I haven't inspected my hive yet. I keep facing weather that I've learned is not the most conducive for doing inspections in. Apparently when it is windy, rainy, cloudy, the bees tend to be more aggressive. All I need to do is get through the first inspection and I know I will be fine. It is this fear of the unknown that is killing me.
I grew up with this intense fear of bees. Having seen the movie "the swarm" when I was 7 and then being stung when I was 8 just didn't make for a love of stinging insects. Although I don't have the intense phobia that I once did I still have this ingrained nasty reaction to anything that flies. If it lands on me, without thinking or checking first, I always shake whatever part of my body the thing landed on to get whatever it is off. It could be a lady bug and yes, I will react that badly, only to feel like a complete idiot later. To be even more pathetic I react this way to things that aren't even insects. A piece of string dangling in view but not yet identified as string will make me jump. I know, I'm a moron.
I had someone watch over me when I hived my first package and I have the option of having him come back to look over me when I do my first inspection as well but I really don't want to. This is something I really really want to accomplish on my own.

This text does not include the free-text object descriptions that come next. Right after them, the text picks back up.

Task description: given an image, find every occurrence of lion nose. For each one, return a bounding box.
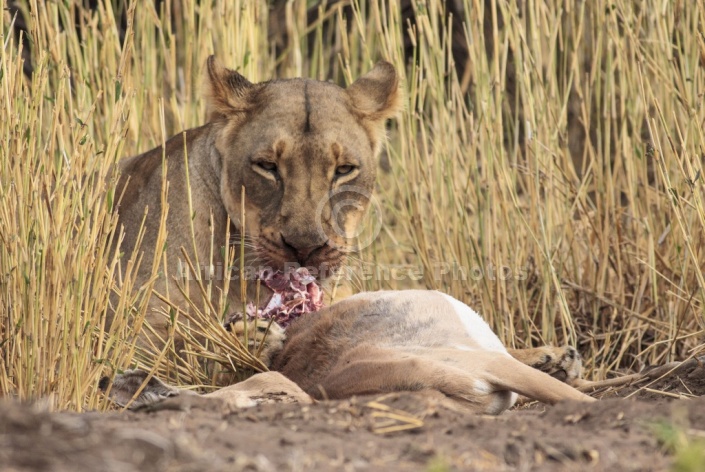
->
[280,235,325,265]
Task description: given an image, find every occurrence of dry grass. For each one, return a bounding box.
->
[1,0,704,410]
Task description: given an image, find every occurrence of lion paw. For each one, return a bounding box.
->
[99,369,182,409]
[508,345,583,383]
[224,313,286,367]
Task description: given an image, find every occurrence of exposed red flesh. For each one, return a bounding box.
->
[242,267,324,327]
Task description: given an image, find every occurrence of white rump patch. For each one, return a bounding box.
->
[473,379,492,394]
[440,293,507,352]
[488,391,518,415]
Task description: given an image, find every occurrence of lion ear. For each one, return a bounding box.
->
[205,55,254,121]
[347,61,402,122]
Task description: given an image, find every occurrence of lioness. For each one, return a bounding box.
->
[112,58,586,388]
[106,61,683,414]
[114,57,401,343]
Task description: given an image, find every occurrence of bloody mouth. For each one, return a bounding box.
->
[228,267,325,328]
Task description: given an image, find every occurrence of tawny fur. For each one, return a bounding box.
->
[271,290,593,414]
[107,61,605,413]
[112,58,402,345]
[104,290,594,415]
[103,369,310,411]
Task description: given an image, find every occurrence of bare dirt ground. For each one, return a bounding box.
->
[1,360,704,472]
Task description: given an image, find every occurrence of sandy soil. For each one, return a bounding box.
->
[1,361,704,472]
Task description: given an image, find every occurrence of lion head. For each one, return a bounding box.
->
[115,59,401,339]
[204,57,401,278]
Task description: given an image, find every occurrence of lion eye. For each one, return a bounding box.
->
[256,161,277,173]
[335,165,356,176]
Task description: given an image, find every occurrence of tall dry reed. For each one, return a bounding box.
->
[1,0,703,410]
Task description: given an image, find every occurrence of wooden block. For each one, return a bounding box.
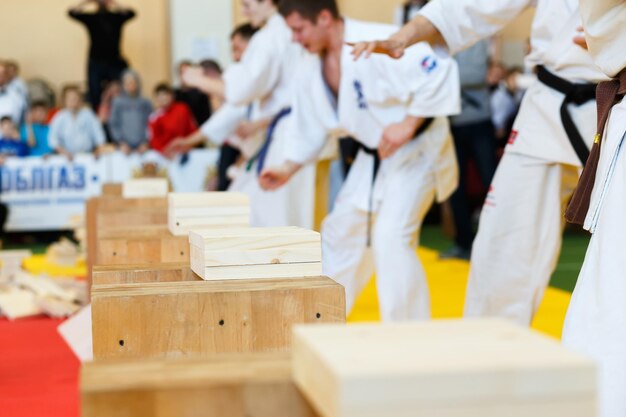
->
[122,178,169,198]
[292,319,597,417]
[91,276,345,359]
[92,263,196,286]
[168,192,250,236]
[81,353,319,417]
[189,227,322,281]
[96,234,188,265]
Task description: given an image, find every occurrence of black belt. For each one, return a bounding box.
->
[536,65,597,164]
[359,117,434,246]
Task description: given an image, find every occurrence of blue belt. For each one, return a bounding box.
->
[246,107,292,175]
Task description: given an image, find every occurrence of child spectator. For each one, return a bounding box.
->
[109,69,152,153]
[0,116,29,157]
[20,101,53,156]
[48,85,106,157]
[148,83,196,154]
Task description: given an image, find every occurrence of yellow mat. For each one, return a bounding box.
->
[22,255,87,279]
[348,248,571,340]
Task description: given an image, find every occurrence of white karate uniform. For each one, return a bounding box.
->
[285,19,460,321]
[200,103,262,160]
[419,0,609,324]
[561,2,626,417]
[220,13,315,228]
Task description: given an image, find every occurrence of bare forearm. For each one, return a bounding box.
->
[393,15,445,49]
[196,78,226,99]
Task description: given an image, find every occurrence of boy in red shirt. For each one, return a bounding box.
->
[148,83,197,153]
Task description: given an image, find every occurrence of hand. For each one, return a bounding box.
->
[164,137,192,158]
[349,37,407,61]
[235,121,261,140]
[182,66,207,90]
[119,142,132,155]
[573,26,588,50]
[259,161,302,191]
[137,143,150,154]
[379,117,421,160]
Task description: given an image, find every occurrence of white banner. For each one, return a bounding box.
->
[0,149,219,231]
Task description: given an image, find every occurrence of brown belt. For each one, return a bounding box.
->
[566,68,626,225]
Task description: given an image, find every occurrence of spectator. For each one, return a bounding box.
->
[68,0,136,109]
[0,116,29,157]
[486,60,507,91]
[0,62,26,125]
[148,83,197,154]
[20,101,53,156]
[442,40,497,260]
[174,61,212,125]
[97,79,121,139]
[48,85,106,157]
[109,69,152,153]
[5,61,28,103]
[491,67,525,145]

I know everyone who reads this will wonder why I ever chose to keep bees if I'm not 100% confident around them. My only explanation, I honestly love bees. I love everything about them. I could have sat in class at the University listening to Marla and Gary talk about bees for days and never get bored. They are fascinating creatures and I feel honored to have them living in my backyard. I'm not all about the honey and beeswax, though that would be a bonus if I manage to keep my babies alive through the winter, I'm in it solely for the education. I want to learn about these fascinating insects more than anything. I want to face up to my irrational anxieties about them and see if I can become an accomplished beekeeper.